A basic way of ensuring data quality in a database is to define that a certain attribute must be filled. This is done by specifying that the value “null” isn’t allowed or as said in SQL’ish: Setting the NOT NULL constraint.
A common data quality issue is that such constraints almost always are too rigid.
In my last post called Notes about the North Pole it was discussed that every place on earth has a latitude and a longitude except that the North Pole – and the South Pole – hasn’t a longitude. So if you have a table with geocodes you can’t set NOT NULL for the longitude if you (though very unlikely) should store the coordinates for the poles. Alternatively you could store 0 for longitude to make it complete – but then it would be very inaccurate. 360 degree inaccurate so to speak.
Another infrequent example from this blog is that every person in my country has a given (first) name and a family (last) name. But there are a few Royal Exceptions. So, no NOT NULL for the family name.
Related to people and places there are plenty of more frequent examples. If you only expect addresses form United States, Australia or India setting the NOT NULL for the state attribute seems wise. But expect foolish values in here when you get addresses from most other parts of the world. So, no NOT NULL for the state.

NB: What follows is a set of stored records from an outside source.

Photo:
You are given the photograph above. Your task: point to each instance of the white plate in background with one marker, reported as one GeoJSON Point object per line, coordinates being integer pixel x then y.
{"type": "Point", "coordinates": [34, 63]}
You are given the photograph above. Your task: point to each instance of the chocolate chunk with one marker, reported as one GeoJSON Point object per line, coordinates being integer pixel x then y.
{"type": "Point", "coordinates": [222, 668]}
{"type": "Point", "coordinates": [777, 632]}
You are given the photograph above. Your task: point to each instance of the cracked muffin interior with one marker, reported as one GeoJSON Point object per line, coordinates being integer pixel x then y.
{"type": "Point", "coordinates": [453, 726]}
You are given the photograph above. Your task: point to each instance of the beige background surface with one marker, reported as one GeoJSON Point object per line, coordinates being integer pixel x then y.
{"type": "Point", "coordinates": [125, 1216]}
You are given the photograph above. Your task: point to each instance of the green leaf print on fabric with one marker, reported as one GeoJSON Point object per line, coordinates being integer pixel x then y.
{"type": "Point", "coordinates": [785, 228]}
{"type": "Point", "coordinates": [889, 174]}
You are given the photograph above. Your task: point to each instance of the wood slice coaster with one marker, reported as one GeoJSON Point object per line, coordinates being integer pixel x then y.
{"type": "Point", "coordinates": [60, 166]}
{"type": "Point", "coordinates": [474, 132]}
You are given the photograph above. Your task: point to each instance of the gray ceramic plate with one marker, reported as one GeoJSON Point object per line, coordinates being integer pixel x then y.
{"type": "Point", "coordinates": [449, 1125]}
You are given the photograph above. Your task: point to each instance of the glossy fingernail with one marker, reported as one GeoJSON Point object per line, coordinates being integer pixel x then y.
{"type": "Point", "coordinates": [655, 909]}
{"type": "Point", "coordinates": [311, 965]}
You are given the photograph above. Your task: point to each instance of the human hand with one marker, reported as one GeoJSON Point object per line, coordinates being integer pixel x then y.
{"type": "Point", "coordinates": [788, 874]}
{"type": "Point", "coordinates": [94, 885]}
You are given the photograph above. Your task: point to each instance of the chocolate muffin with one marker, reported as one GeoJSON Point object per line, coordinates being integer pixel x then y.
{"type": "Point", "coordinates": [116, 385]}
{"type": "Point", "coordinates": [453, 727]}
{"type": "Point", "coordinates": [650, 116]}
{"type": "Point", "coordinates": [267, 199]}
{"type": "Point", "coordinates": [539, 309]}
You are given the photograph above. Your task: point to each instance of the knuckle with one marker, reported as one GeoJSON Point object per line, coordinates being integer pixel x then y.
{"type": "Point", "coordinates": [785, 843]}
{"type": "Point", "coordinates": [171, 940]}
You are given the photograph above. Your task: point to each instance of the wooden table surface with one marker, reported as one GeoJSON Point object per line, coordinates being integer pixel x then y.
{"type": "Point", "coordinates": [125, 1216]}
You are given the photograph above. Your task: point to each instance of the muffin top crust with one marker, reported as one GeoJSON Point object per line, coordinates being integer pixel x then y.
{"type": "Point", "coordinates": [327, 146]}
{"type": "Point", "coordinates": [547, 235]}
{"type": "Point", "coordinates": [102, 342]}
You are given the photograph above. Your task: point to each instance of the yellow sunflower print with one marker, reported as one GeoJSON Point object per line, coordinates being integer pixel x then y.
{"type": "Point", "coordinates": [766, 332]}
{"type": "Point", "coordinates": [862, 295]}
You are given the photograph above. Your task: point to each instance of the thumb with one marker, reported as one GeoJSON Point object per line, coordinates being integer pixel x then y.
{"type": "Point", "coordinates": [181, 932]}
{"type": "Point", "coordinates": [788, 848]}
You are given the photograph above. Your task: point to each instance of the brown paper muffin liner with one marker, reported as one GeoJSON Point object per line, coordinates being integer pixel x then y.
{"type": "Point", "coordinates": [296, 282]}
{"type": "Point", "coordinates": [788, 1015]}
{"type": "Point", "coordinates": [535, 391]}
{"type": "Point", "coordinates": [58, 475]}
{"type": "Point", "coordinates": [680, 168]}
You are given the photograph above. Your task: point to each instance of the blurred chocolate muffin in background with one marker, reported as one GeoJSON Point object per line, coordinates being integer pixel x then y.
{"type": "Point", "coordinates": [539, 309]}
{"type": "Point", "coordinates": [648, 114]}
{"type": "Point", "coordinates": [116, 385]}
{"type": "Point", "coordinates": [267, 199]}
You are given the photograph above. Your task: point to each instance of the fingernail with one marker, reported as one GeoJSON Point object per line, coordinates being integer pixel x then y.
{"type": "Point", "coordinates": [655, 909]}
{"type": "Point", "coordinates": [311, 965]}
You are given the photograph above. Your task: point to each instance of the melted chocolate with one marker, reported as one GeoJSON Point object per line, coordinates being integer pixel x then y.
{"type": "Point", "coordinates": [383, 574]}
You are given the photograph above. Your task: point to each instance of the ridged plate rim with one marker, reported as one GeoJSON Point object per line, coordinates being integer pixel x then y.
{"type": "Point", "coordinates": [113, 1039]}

A common variant of the mandatory state value is when you register for data quality webinars, white papers and so on. Most often you must select from a value list containing the United States of America – in some cases also mixed in with Canadian Provinces. The NULL option to be used by strangers may hide as “Not Applicable” way down the list among states beginning with N.

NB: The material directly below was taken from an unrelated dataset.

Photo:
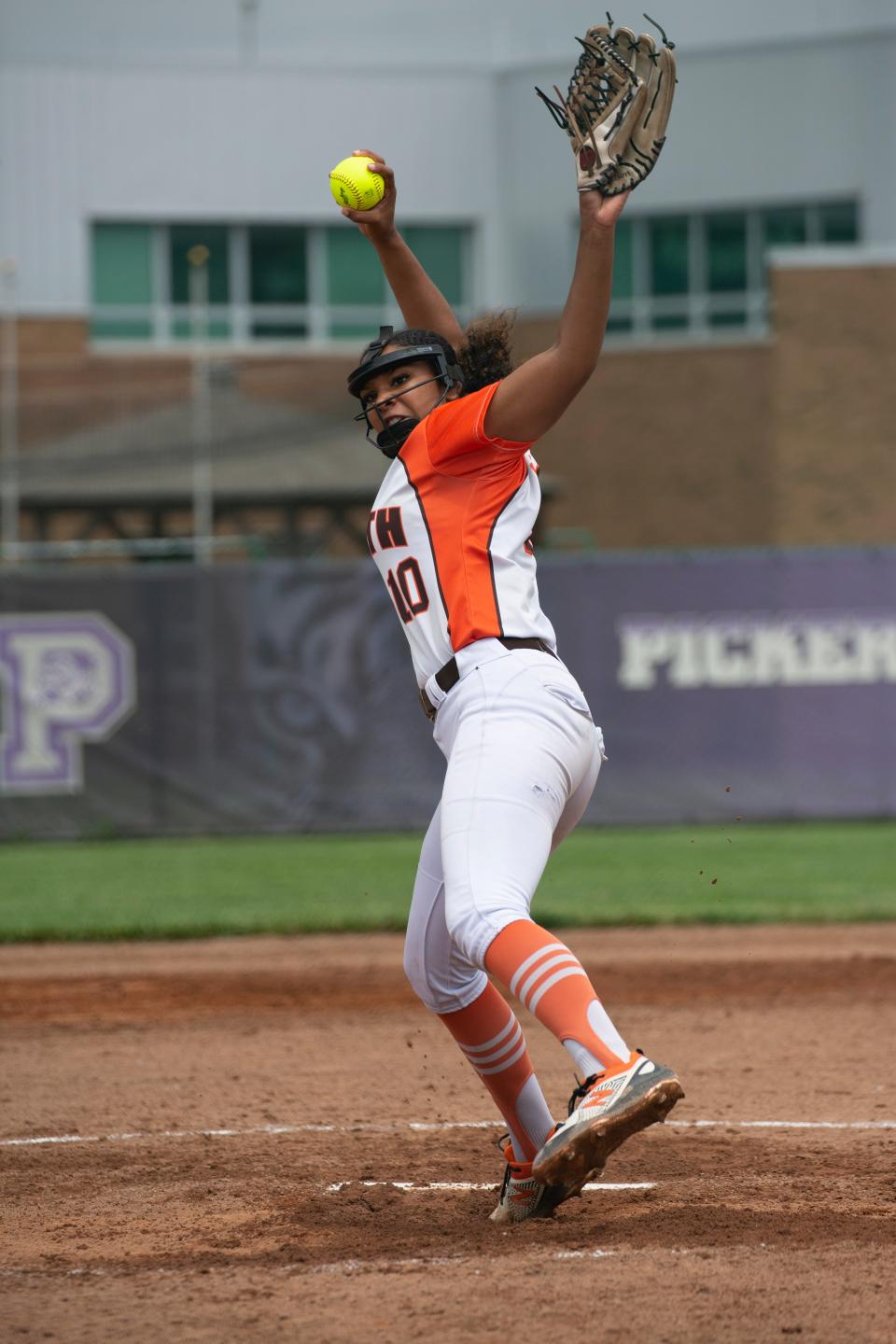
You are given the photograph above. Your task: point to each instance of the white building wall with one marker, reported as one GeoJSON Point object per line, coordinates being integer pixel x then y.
{"type": "Point", "coordinates": [152, 116]}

I usually select Alaska which is among the first states in the alphabetical order – which also brings me back close to the North Pole making my data close to 360 degree inaccuracy.
Very interesting perspective Henrik.
The real question which should be asked is do you really need to ask the questions in the first place? Just because someone is registering for your webinar, do you really need to know their state or providence code? Perhaps just an email, name and phone number are more than sufficient, these registration forms have gotten way too detailed for my liking.
I believe that in “most” situations constraints such as not nulls and foreign keys are hugely valuable. From my experience with forms like the ones you’ve mentioned, folks will typically use default or incorrect values after they “try” to find their “correct” value.
Thanks for writing the post, I really enjoyed it…Rich
Thanks for commenting Rich.
I am actually also old school relational database practitioner – only with some bad experiences around null’s.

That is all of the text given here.